La Guardia costiera delle Maldive ha avviato le immersioni per recuperare i corpi dei quattro subacquei italiani dispersi nell’incidente avvenuto giovedì scorso. Le operazioni sono seguite da vicino dalle autorità italiane. Il Ministro degli Esteri Antonio Tajani è in contatto con l’Ambasciatore d’Italia a Colombo, Damiano Francovigh, competente per le Maldive, e con la Console onoraria a Malé, Giorgia Marazzi. Entrambi si trovano a bordo dell’unità di appoggio ‘Ghaze’ della Guardia costiera, impegnata nelle attività di recupero.
Tajani ha disposto che la Farnesina segua tutte le fasi dell’operazione e garantisca assistenza alle famiglie degli scomparsi e ai connazionali che dovranno rientrare in Italia. Su richiesta del ministro, la polizia maldiviana metterà inoltre a disposizione un team specializzato per il supporto psicologico ai cittadini italiani coinvolti.

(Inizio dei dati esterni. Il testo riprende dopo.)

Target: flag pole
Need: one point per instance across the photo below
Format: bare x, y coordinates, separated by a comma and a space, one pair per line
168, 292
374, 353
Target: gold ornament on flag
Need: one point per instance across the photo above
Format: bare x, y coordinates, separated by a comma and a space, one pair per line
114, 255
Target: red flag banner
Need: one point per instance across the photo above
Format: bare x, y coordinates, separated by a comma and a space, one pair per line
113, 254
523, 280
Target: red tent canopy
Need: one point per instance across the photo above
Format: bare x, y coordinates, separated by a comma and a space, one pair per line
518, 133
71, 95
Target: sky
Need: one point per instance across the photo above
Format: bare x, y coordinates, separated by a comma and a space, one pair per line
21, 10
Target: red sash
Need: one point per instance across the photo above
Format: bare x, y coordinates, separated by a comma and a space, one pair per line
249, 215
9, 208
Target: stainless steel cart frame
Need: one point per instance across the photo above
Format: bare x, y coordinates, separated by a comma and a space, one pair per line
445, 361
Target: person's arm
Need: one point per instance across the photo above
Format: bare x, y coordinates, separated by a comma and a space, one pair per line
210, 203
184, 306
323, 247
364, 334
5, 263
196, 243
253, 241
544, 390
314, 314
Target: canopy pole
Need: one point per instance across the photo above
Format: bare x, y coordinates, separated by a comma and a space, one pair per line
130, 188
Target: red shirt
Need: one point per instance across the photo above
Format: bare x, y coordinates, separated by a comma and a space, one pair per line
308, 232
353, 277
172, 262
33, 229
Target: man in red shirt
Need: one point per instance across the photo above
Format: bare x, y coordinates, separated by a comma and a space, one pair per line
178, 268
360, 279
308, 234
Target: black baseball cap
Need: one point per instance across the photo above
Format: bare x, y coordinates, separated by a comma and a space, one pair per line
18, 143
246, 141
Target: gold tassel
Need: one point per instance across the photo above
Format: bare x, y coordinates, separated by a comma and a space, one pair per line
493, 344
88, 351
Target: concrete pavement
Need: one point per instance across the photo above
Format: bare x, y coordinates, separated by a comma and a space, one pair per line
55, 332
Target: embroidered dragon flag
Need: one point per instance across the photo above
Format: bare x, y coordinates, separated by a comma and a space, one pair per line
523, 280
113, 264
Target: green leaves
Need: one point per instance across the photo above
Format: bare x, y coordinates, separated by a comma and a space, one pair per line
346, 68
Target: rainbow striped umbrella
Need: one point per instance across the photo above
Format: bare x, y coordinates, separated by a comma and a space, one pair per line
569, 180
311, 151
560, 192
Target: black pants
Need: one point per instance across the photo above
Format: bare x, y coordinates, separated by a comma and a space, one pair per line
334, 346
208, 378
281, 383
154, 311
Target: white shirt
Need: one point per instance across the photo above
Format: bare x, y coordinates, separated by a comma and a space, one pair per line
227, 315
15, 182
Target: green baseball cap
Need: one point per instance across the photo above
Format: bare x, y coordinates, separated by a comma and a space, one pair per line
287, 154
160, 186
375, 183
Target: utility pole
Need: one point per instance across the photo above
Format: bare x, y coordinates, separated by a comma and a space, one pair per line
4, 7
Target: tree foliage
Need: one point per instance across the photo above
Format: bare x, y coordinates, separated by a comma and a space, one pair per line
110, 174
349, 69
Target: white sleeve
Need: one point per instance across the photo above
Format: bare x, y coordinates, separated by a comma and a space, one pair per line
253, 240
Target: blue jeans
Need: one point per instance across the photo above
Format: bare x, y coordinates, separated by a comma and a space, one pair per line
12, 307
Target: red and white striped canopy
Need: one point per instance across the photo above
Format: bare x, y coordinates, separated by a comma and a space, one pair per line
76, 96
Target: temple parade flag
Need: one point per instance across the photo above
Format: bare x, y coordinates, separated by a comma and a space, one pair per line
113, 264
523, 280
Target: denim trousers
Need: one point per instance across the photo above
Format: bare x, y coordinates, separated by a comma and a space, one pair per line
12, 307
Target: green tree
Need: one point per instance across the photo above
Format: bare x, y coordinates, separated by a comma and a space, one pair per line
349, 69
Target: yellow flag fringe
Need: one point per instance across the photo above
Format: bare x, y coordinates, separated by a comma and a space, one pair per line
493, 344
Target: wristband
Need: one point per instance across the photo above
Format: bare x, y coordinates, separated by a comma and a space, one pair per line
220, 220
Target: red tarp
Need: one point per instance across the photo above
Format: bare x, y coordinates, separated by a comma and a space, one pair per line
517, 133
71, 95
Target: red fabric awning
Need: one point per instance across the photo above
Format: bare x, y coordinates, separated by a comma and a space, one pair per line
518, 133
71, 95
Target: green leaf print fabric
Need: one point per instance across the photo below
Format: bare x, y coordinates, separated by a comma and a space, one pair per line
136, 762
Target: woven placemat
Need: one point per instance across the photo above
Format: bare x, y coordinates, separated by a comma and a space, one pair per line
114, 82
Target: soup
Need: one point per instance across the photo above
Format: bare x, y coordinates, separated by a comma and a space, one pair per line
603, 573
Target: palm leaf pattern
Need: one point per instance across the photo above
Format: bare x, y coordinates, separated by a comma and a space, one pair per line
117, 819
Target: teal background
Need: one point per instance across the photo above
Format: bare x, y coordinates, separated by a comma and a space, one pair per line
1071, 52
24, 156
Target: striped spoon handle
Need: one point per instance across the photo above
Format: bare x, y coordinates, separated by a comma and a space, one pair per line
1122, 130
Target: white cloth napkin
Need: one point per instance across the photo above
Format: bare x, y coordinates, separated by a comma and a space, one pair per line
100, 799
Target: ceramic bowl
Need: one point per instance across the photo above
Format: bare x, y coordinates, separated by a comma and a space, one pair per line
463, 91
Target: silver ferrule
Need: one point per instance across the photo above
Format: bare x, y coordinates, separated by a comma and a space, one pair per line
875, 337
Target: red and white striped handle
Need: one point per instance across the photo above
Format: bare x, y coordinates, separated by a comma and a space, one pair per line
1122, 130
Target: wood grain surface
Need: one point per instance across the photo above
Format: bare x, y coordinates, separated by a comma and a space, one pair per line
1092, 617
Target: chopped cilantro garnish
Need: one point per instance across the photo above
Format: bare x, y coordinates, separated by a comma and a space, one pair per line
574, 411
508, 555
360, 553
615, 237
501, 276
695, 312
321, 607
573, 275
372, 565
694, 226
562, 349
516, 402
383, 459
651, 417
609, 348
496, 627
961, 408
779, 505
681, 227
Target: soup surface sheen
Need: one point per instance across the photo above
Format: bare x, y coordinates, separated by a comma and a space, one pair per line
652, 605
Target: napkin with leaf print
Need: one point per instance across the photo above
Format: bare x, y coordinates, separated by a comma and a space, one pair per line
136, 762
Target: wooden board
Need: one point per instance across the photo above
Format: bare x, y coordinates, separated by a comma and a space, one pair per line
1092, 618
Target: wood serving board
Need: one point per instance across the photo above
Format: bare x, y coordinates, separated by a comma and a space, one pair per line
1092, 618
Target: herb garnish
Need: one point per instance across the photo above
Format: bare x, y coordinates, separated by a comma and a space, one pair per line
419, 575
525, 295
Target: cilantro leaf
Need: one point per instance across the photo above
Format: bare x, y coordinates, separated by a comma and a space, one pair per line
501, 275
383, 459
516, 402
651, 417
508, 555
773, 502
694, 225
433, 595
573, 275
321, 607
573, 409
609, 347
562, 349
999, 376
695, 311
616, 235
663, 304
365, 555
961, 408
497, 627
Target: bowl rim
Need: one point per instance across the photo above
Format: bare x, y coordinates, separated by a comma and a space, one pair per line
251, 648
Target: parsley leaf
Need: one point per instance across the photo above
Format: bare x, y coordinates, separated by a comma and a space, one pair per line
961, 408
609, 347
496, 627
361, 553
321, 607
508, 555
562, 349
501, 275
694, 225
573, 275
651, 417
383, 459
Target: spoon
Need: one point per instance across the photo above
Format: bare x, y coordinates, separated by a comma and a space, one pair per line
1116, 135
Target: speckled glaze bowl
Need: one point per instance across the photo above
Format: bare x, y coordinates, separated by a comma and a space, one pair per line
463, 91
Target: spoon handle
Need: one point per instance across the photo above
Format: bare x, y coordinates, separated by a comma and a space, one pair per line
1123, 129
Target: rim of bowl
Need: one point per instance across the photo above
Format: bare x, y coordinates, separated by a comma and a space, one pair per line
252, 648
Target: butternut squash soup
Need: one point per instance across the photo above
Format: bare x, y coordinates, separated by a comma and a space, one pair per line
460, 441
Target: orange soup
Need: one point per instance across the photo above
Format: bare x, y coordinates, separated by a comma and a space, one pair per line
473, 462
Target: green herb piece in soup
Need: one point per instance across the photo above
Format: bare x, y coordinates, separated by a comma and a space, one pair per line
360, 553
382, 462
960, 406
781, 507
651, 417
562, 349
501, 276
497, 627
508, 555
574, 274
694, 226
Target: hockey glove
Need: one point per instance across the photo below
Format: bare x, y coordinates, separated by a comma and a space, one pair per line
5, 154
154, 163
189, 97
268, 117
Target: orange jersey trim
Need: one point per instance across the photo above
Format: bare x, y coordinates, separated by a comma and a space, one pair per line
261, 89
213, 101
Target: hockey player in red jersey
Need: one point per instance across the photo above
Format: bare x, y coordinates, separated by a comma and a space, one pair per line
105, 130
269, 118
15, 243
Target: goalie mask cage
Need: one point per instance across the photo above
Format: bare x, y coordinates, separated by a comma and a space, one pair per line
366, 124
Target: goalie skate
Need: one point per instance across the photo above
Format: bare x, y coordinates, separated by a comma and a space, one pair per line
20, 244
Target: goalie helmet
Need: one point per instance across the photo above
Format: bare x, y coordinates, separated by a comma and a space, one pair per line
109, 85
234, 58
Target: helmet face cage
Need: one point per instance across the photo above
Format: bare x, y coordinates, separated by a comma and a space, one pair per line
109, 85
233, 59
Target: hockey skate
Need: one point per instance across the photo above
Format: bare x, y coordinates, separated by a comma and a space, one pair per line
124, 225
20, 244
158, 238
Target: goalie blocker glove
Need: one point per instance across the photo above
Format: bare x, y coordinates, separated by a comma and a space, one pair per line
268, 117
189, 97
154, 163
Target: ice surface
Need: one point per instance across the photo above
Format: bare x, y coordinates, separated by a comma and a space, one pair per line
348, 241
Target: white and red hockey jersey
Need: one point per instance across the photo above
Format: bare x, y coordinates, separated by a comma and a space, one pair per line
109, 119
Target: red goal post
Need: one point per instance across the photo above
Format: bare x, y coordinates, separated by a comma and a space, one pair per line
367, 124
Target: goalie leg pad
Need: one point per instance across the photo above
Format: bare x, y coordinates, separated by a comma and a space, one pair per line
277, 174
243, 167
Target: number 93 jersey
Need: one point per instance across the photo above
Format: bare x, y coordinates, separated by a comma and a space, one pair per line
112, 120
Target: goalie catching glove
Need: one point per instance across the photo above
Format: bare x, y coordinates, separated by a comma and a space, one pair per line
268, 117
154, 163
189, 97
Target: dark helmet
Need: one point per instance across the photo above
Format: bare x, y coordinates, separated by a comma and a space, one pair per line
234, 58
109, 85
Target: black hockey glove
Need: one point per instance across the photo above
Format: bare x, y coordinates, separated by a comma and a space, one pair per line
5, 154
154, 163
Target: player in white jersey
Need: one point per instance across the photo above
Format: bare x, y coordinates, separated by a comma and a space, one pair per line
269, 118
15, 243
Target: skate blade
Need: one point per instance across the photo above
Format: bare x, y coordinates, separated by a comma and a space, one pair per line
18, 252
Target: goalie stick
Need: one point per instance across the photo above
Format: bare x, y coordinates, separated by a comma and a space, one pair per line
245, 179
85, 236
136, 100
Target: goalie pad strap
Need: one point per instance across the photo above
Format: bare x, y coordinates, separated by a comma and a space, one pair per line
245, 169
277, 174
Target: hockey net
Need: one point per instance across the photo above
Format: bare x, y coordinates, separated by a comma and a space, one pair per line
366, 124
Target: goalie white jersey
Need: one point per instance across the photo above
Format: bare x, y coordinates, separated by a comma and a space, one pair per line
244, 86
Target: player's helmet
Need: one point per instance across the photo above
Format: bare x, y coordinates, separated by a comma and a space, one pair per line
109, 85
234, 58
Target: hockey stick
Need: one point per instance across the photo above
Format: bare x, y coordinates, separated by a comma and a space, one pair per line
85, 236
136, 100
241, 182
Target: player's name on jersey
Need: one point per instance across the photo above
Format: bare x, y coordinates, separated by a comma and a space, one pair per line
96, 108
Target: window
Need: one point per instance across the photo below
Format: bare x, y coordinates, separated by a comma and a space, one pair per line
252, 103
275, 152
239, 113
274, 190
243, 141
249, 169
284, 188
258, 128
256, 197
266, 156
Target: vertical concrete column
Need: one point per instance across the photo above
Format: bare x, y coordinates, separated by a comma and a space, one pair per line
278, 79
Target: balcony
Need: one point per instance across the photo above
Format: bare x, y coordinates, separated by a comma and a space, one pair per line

Lo yacht ‘Duke of York’, sul quale erano ospitati 25 turisti italiani, tra cui i cinque sub coinvolti nell’incidente, ha appena raggiunto la capitale Malé. In mare sono attualmente impegnati otto sommozzatori maldiviani, che si alternano nelle operazioni.
Otto sommozzatori
I primi due operatori si sono già immersi con l’obiettivo di individuare e segnalare con precisione il punto di ingresso della serie di caverne in cui sono scomparsi i sub italiani. Altri sei sommozzatori si immergeranno successivamente, in diversi turni, per provare a localizzare i corpi e riportarli in superficie.